In the meantime at a French office…
Colleague: Bonjour Michel, you are going to the canteen for lunch today? They are serving Tartiflette!
Michel: Non, merci, I’m actually on my way to meet a personal trainer for a session.
Colleague: Ah ouais, pourquoi? You have an injury or you are training for an event?
Michel: No, no, just to exercise.
Colleague: Mais, quoi? Why is it you need to pay someone to exercise?
Michel: I don’t know, it is nice and organized. I have a definite start and finish time, I’ve got the showers and all the equipment, you know.

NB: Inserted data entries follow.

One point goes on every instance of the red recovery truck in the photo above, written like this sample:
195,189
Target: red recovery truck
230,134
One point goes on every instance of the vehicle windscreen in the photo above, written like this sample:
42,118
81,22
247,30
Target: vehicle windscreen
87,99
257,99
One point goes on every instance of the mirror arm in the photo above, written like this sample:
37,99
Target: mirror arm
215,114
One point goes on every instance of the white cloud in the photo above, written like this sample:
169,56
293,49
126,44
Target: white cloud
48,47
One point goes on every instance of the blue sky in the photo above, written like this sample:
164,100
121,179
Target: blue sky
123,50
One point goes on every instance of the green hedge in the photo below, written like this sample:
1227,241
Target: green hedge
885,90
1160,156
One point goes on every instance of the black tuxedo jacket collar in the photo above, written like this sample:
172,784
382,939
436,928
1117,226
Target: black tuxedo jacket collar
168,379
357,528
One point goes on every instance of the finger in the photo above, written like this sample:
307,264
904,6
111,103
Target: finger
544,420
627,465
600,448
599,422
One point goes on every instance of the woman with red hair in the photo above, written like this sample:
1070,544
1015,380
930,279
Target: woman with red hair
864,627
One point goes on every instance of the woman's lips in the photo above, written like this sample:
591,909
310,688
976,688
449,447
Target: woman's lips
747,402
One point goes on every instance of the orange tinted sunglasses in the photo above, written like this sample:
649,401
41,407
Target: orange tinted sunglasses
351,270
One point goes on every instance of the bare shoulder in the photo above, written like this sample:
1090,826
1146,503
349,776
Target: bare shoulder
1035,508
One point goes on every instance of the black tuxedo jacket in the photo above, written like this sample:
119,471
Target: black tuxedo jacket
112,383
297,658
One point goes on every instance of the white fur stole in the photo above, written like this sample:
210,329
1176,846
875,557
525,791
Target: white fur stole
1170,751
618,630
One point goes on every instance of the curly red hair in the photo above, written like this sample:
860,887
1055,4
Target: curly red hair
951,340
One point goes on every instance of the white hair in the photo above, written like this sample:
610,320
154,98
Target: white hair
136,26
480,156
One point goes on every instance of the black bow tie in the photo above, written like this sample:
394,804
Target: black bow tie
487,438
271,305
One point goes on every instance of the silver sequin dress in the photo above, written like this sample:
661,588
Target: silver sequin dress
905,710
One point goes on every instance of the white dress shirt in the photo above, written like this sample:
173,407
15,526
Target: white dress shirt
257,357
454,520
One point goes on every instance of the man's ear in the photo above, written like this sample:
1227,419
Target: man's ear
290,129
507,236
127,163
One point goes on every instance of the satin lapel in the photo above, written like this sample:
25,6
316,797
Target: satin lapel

Colleague: Bah non, I do not know. To me, this sounds cree-zee. You want to exercise, go outside like a normal person! (A French person would not bother saying this under their breath) You know, Michel, there is a mountain right there!
The Colleague points out the window towards the Bastille and Michel just shrugs.
Michel: Still, I am off to the gym.
Michel leaves the room.
Colleague: And he doesn’t even stay for Tartiflette…pfff…incroyable. He must secretly have a very bad injury and is trying to hide it. I must discuss this with everyone over lunch in the canteen.
I look back at my well-dressed friend and sigh, I suppose I will forever be the type to “miss the tartiflette,” ensuring that I am always prepared for any potential physical exertion; and I can’t help but worry that in doing so, perhaps I am losing out on the joys that come with having a spontaneous moment in nature. I mean, is it really so awful if I sweat a bit in clothing that won’t automatically whisk it away from my skin? Am I so precious that I can’t get a little grime on my feet or dirt under my bra straps?
“MERDE!” My friend shouts and I turn around to see what has happened.
Thick, wet mud is oozing out of her black flat and she is flailing about as the miniature swamp beneath her foot threatens to swallow the shoe entirely.
I answer my own questions: yes.
*In my original post I had a bit in here about rate of incline but I am too moronic at math and had it incorrect so I have removed it…and all references to numbers which is wise because they just confuse me.
** I am not exaggerating. I have seen him go on hikes wearing flip-flops.